El avance de la grosería
Mauricio García Villegas diciembre 24, 2024
Muchos influenciadores y políticos saben que el trato vejatorio no solo no los perjudica, sino que propulsa sus carreras; lo que importa es tener fama, así sea mala fama; sobresalir en medio de la masa, así sea por motivos innobles. | EFE
La gente grosera le pone pólvora a la conversación y la historia de la humanidad nos ha mostrado que entre esa pólvora de palabras y la real no siempre hay mucho trecho.
La gente grosera le pone pólvora a la conversación y la historia de la humanidad nos ha mostrado que entre esa pólvora de palabras y la real no siempre hay mucho trecho.
En algún momento de la vida todos le hemos deseado el mal a alguien, incluso su muerte; hay una parte de nuestra mente (sobre todo la masculina) que todavía obedece a los impulsos del primate agresivo que nos precedió en la cadena evolutiva. También sentimos lo opuesto: anhelar el bien de un ser querido, al punto de querer dar todo, incluso la propia vida por esa persona. El ser humano es una combinación disonante de afectos y de odios, todo ello moderado por la cultura, que nos enseña a ser sociables, incluso a ser decentes con nuestros enemigos.
Me pregunto si algo no está fallando en esa cultura. Lo digo pensando en lo común que se ha vuelto la grosería en la sociedad actual. La semana pasada, el presidente Gustavo Petro estuvo a punto de nombrar a Daniel Mendoza de embajador en Tailandia; si no lo hizo fue por la reacción en contra que desató la información sobre la indecencia nefanda del postulado. Personajes de esa categoría, aunque tal vez menos toscos, como el ministro de Educación y el exembajador Armando Benedetti, han tenido mejor suerte en el actual gobierno.
La grosería, por supuesto, no es un rasgo exclusivo de la izquierda; ahí está para demostrarlo el caso del excandidato Rodolfo Hernández, un rústico consumado y de Álvaro Uribe, al menos cuando se le “salta la piedra”, para no hablar de Javier Milei y de Donald Trump. Las redes sociales le han puesto un megáfono a la ordinariez y, de esta manera, están contribuyendo a crear un ambiente de patanería en el debate público. Muchos influenciadores y políticos saben que el trato vejatorio no solo no los perjudica, sino que propulsa sus carreras; lo que importa es tener fama, así sea mala fama; sobresalir en medio de la masa, así sea por motivos innobles.
La lógica del insulto es la del escalamiento y ocurre de la siguiente manera: A denigra de B y para ello utiliza una serie de apelativos que inventan o exageran su maldad; B, a su turno, responde con agravios redoblados y a medida que transcurre la afrenta, las palabras de ambos van aumentando de calibre y con ellas los odios y el impulso de aniquilar al oponente. El desprecio por alguien y el lenguaje soez que lo expresa forman un espiral que no pocas veces termina, a falta de más apelativos hirientes, en violencia.

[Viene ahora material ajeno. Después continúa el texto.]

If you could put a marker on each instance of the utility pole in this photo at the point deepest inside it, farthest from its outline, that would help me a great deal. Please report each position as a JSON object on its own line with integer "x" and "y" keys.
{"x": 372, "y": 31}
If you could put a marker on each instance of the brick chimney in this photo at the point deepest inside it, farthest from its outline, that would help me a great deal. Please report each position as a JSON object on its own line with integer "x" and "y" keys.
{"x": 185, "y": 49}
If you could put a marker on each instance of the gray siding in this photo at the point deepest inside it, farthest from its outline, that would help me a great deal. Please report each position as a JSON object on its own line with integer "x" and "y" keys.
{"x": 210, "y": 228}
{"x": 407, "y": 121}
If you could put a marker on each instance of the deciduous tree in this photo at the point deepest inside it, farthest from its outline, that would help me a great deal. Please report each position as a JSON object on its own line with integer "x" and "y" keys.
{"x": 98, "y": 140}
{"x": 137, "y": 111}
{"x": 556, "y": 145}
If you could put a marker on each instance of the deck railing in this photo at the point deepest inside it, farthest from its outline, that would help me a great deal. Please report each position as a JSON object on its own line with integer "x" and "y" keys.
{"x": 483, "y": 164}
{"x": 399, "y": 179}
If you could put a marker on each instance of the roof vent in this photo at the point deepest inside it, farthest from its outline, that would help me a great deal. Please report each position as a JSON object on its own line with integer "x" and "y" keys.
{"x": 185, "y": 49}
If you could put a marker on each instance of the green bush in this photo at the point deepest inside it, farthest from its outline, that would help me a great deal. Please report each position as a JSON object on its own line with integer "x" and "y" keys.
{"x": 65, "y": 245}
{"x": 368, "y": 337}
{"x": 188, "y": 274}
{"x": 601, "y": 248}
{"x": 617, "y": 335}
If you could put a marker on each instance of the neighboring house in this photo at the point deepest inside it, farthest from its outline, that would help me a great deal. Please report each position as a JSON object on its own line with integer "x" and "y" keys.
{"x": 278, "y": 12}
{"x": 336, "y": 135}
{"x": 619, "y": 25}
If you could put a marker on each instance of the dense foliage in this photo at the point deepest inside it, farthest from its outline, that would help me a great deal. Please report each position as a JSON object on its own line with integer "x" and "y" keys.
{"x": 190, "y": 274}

De ahí el valor de los buenos modales en la vida social. No faltan los jóvenes que oponen la cortesía a la autenticidad, como si la franqueza siempre fuera una virtud. Pero quien va por el mundo haciendo gala de una sinceridad indolente, sin freno para decir lo que siente (“cómo estás de fea hoy” o “cómo envidio tu éxito”) se vuelve insoportable para los demás. La urbanidad, en cambio, puede no ser franca (tampoco es una mentira) pero tiene la virtualidad de aplacar los sentimientos disociativos. Cuando se adopta la costumbre de utilizar un lenguaje que modera lo que se siente, se termina sintiendo lo que esas palabras expresan. Por el contrario, la gente grosera le pone pólvora a la conversación y la historia de la humanidad nos ha mostrado que entre esa pólvora de palabras y la real no siempre hay mucho trecho.
En el mundo diplomático, guiado por el crudo interés nacional, priman la cortesía y los buenos modales. Por muy ambiciosas que sean las partes y por mucho que se odien, los buenos diplomáticos conservan la decencia, que es algo así como el reconocimiento de la dignidad del oponente. Es justo en ese ámbito profesional que Petro quería nombrar a Mendoza; algo tan absurdo como poner a un luchador de sumo a bailar ballet.